Les carabins de retour vers la grève (Le Panorama du Médecin, 17-04-2000)
Les internes se mobilisent à nouveau pour une revalorisation de leur statut... C’est reparti! les quatre organisations représentatives des étudiants en médecine, des internes de spécialités aux internes en médecine générale (ANEMF, ISNIH, ISNAR,
SNJMG) se mobilisent de nouveau afin d’obtenir, notamment, une revalorisation des gardes et de leur statut. Un thème désormais récurrent sur lequel ils entament aujourd’hui une grève illimitée. Les internes souhaitent en particulier : une reconnaissance statutaire avec rémunération de l’activité dans les services hospitaliers les samedi après midi et dimanche. Ils demandent aussi la revalorisation des gardes, “avec notamment un paiement double de celles faites au-delà des durées prévues dans les statuts”, explique André Nazac, de l’ISNIH (Intersyndicale nationale des internes hospitaliers). “nous voulons aussi l’instauration d’un repos de sécurité, car actuellement, les internes peuvent enchaîner une journée de garde suivie immédiatement d’une nuit et d’une autre journée de garde, ce qui est dangereux pour les patients. il y a quelques années, ils pouvaient encore tenter de dormir entre deux patients, mais aujourd’hui avec l’affluence grandissante aux urgences, ce n’est plus envisageable”, explique Véronique Batardy, responsable du SNJMG.

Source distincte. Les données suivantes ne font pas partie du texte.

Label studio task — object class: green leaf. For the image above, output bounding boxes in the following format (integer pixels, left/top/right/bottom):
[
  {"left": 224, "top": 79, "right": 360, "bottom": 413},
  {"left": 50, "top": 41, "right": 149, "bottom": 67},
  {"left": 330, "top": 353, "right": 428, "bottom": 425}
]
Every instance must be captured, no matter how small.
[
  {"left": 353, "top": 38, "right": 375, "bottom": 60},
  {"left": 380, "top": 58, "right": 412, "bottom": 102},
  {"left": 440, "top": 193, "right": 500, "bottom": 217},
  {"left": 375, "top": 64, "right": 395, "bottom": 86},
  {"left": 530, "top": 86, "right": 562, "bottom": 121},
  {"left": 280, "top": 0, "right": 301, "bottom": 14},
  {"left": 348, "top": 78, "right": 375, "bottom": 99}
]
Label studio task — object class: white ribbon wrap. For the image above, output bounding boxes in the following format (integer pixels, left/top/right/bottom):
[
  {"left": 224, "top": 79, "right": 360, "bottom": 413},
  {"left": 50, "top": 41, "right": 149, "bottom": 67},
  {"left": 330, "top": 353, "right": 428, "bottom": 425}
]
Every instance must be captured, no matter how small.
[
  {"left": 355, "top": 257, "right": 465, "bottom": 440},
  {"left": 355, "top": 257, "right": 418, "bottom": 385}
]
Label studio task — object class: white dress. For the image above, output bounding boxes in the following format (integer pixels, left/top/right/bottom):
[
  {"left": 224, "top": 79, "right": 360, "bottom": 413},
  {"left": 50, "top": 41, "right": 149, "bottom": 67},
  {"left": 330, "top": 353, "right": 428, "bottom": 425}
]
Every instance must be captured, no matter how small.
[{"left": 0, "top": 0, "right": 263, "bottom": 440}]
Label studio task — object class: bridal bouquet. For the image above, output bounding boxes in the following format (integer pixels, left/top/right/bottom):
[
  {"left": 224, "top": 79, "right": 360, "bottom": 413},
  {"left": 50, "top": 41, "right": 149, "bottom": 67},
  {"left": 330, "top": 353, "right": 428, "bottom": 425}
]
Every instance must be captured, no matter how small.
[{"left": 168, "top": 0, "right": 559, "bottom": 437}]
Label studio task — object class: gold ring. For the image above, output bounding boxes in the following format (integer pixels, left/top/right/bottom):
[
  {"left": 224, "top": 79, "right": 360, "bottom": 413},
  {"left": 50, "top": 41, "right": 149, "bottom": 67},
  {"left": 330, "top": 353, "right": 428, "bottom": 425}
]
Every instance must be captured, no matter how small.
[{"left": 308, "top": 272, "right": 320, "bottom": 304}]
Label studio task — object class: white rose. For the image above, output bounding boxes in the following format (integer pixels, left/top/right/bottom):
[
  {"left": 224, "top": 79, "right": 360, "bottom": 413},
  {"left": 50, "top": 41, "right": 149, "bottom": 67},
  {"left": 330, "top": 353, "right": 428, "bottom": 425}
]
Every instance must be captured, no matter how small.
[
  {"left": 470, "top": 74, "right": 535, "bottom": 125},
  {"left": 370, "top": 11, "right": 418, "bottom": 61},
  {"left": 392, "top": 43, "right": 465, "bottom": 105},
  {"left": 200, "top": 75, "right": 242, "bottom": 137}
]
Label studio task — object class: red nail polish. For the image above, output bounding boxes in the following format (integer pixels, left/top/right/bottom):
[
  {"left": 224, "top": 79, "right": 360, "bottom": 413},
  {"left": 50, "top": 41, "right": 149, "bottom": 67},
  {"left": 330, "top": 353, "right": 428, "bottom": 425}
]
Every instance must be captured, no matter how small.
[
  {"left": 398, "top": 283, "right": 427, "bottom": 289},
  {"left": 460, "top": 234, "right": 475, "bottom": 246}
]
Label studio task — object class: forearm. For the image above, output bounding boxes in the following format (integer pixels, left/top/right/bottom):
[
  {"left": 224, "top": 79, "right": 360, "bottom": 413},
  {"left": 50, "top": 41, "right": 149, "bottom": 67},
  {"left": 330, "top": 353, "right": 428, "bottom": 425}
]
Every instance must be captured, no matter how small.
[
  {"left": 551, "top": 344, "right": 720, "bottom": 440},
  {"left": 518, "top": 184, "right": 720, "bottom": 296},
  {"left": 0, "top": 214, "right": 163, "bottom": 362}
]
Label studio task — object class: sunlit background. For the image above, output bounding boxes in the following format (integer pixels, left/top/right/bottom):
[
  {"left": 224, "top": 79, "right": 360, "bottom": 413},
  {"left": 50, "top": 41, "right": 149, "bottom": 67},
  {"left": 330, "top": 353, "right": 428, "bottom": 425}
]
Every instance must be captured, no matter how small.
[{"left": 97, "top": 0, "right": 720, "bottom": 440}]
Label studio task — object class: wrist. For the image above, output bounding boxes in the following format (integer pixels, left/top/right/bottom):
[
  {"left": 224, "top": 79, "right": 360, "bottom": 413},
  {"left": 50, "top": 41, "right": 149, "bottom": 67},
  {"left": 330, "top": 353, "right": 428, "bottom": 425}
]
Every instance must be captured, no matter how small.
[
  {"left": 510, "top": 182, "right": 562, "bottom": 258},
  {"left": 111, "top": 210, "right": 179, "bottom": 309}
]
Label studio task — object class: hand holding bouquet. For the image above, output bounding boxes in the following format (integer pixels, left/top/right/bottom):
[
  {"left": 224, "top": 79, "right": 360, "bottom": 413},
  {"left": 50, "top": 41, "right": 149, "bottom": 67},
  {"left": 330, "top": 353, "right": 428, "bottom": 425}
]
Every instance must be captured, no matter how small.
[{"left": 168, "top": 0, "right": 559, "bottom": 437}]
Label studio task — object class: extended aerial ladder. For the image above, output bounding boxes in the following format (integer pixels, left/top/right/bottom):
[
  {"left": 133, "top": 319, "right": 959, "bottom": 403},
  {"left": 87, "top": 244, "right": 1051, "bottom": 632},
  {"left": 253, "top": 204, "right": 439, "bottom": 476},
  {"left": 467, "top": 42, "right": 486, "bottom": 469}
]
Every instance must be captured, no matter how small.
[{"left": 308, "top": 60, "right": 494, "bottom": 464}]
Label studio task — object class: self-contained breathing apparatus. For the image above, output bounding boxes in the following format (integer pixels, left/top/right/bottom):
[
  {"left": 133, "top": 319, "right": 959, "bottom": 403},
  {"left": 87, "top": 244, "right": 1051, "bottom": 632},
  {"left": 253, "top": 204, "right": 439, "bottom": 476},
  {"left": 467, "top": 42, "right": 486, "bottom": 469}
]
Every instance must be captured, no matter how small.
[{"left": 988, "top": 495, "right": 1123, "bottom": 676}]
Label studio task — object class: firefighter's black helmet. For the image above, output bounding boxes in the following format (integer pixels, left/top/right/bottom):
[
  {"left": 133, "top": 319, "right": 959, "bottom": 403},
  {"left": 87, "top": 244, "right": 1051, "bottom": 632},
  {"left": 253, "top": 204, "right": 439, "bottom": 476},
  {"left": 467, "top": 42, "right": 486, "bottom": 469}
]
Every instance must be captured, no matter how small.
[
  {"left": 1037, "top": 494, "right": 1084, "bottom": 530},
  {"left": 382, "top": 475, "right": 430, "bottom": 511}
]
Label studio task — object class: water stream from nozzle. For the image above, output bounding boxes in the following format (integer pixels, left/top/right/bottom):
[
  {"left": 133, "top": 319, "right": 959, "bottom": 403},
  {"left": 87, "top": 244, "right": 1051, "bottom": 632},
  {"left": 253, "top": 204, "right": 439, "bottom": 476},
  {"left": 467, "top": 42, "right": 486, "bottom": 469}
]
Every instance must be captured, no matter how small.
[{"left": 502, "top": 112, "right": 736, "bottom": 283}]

Enfin, les carabins souhaitent une revalorisation globale de leur statut comparable à celle accordée aux praticiens hospitaliers. “cela passe par l’application aux médecins en formation des 48 heures maximum de travail hebdomadaire. Cela était prévu par un directive européenne à la quelle la France, l’Irlande et la Grande-Bretagne se sont malheureusement opposées”, précise Véronique Batardy. Le
SNJMG et les autres organisations d’internes s’opposent par ailleurs au passage en force” d’un projet de réforme du gouvernement concernant l’internat et le troisième cycle, qui pourrait aller dans le sens d’une certification; En fin de ce dernier, les étudiants passeraient un examen ou un entretien pour déterminer s’ils sont aptes ou non à s’installer. Les représentants des étudiants, notamment des résidents, sont fermement opposés à ce type de mesures.